Die bevolkingen zouden de politionele brigades ter rechtshandhaving moeten willen bemensen en logistiek steunen. De historiografie zou daartoe een soort basis moeten leggen. Een soort humusbed voor de – toch vaak wat kunstmatige – beleving dat deze inlanders behoorden tot de bevolking van dat rijk dat ook hén ten dienste stond. Dat moesten deze inheemsen kunnen aannemen. Daarop moest het onderwijs worden ingericht. Daarop dienden de publicaties, voordrachten en openbare optredens van deze academische historici afgestemd te zijn.
De hoogleraren kregen dat bij hun leeropdrachten ook ingeprent. Zij plachten die opdrachten te krijgen bij koninklijk besluit. Koningin Wilhelmina maakte daar bij de aanstellingen beslist werk van. Zij wilde professoren die de drieëenheid God, Nederland en Oranje voetstoots aanvaardden binnen hun narratieven. Een triniteit, die dogmatisch gedefinieerd werd. Navraag naar de strekking, intrinsieke betekenis en doelen van deze triniteit werd verder niet op prijs gesteld. Wie dat tóch deed of de neiging had dat te doen werd stomweg niet aangesteld.
Dat ervoer bijvoorbeeld Jan Romein, toen hij een buitengewone leeropdracht aangeboden kreeg in de nationale geschiedenis. Want Jan gold als weinig betrouwbaar. Hij scheen het marxisme toegedaan te zijn, de communistische heilsleer, en dat maakte hem tot een buitenlands zeloot van Lenin en Stalin. Dat was antithetisch aan de strekking van de triniteit. Jan werd dus gepasseerd. Maar hij was niet de enige die ervoer dat de vaderlandse geschiedenis volledig gepolitiseerd was ten behoeve van de staatkundige status quo van die dagen. Die politisering was nog steeds conservatief-liberaal. Men zei dat dat in de lijn viel van de staatkunde die Thorbecke was toegedaan.

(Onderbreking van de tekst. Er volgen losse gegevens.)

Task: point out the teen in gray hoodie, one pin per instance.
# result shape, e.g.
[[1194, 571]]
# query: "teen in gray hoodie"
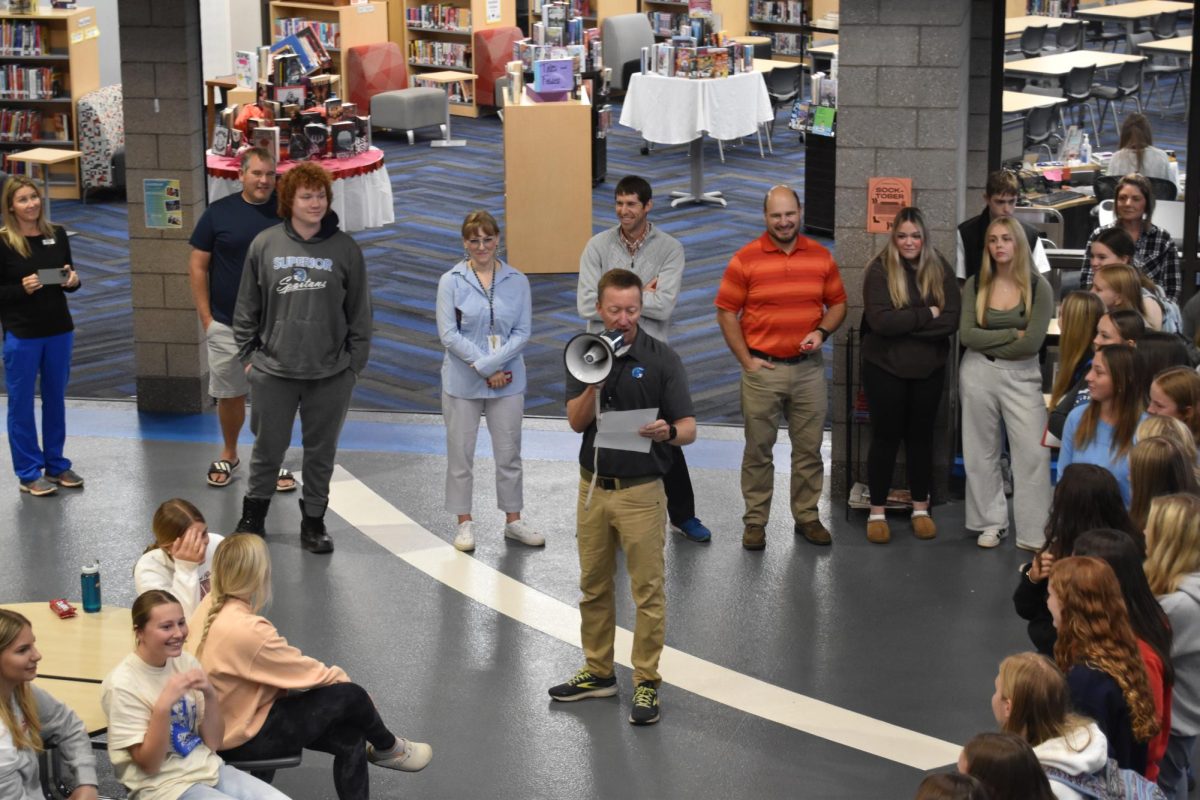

Ambitieuze historici als Pieter Geijl ervoeren dus al spoedig dat zij om zo te zeggen buiten de boot vielen. Geijl was voorstander van een groot-Dietse benadering van de geschiedenis van de Lage Landen, waaronder Brabant en Vlaanderen in ieder geval vielen. In de middeleeuwen was daar een groter Neder-land tot ontwikkeling gekomen. En dát land was eigenlijk het centrale fermentatiepunt geweest voor de ontwikkeling van het Dietse besef, dat nog steeds tot uitdrukking kwam in de taal, de litteratuur, de cultuuruitingen en de borging van de fundamentele grondrechten.

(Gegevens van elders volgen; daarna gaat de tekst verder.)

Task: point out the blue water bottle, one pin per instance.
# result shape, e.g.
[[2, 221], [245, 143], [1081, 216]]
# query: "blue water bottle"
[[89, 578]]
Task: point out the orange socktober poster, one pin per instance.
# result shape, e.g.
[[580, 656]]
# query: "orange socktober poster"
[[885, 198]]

Geijl ontwikkelde die gedachten niet direct voor politieke doeleinden. Hij vond dat wie historisch besef had onmiddellijk moest inzien dat het hertogdom Brabant de harde kern was van de Lage Landen en dat de tweedeling van dat vorstendom in 1830, ter gelegenheid van de Belgische Afscheiding, in ieder geval rampzalig was geweest. Dat bracht hem dicht bij de Vlaamse Beweging. En ook wel bij de Nationaal-Socialistische Beweging in de Nederlanden. Maar zich daarbij aansluiten, dat deed Geijl ook weer niet. Hij politiseerde tersluiks en middellijk. En Jan Romein eveneens. De vaderlandse geschiedenis werd een politiek geladen vak.